Rien n’est plus difficile que l’amour. Rien n’est plus complexe que la vie à deux. Pourtant, les couples heureux existent. Ce sont ceux qui ont réussi à surmonter les nombreuses illusions, les fausses croyances et ont appris à avoir des attentes réalistes. Décryptage.
Par Barbara Witkowska

Le Vif (N°40 / 3 octobre 2014)
http://www.levif.be

« Qu’il est difficile d’aimer« , chante le Québécois Gilles Vigneault. Ce n’est pas l’avis d’Yvon Dallaire, québécois lui aussi, conférencier, auteur de 25 livres sur les relations hommes-femmes dont quelques bestsellers.

A l’écoute des couples aux prises avec des problèmes parfois impossibles à résoudre, il a une expérience conjugale de plus de quarante ans. Ce chantre de l’amour heureux et grand spécialiste de la vie affective et sexuelle du couple donnera, ces 6 et 7 octobre, deux conférences à Bruxelles (1).
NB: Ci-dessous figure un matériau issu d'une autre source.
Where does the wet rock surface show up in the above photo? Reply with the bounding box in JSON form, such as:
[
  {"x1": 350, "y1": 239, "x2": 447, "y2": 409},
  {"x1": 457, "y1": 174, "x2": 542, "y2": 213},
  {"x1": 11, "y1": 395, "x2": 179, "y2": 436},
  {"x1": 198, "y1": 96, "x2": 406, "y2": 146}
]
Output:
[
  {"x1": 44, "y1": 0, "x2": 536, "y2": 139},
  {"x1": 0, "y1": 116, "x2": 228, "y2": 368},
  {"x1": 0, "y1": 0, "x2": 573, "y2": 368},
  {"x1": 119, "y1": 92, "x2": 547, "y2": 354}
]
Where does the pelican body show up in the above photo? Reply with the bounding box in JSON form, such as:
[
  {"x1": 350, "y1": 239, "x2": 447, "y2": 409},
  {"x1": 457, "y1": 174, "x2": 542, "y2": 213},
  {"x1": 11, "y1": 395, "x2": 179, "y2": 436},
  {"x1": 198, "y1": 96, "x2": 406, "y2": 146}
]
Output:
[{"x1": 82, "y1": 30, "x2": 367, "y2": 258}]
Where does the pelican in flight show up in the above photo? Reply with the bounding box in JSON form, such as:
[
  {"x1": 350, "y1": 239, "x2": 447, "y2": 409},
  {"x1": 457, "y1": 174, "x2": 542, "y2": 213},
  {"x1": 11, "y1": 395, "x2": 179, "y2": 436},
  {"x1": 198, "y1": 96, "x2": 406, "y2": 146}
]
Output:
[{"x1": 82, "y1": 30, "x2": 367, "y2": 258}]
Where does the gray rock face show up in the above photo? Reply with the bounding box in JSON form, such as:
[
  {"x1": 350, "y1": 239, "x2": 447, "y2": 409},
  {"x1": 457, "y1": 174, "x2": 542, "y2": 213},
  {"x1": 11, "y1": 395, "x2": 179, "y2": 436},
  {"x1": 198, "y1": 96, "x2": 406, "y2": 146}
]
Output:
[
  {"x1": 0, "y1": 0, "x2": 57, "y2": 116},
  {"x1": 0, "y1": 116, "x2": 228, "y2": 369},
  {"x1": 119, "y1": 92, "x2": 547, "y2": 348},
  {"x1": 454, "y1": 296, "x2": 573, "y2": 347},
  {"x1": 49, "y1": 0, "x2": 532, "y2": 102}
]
Teintées d’humour, de légèreté et de bon sens afin de dédramatiser les difficultés conjugales, en somme tout à fait normales et faisant partie intégrante de la vie.

Barbara Witkowska : Nous vivons à l’époque de « Me, Myself and I ». L’amour entre un homme et une femme a-t-il encore sa place dans ce contexte ?

Yvon Dallaire : Actuellement, à cause justement d’une société très égocentrée et narcissique dont les membres démissionnent à la première difficulté, plus de 50% des couples (mariés ou non) divorcent, dont la moitié avant la cinquième année de cohabitation. On estime qu’environ 30% se résignent et s’endurent pendant des décennies. Il ne reste donc qu’un maigre 20% de couples heureux à long terme, la plupart du temps. Mais ce 20% constitue une preuve que le couple est encore possible et que l’amour peut durer au-delà du temps, des conflits inévitables et des problèmes insolubles.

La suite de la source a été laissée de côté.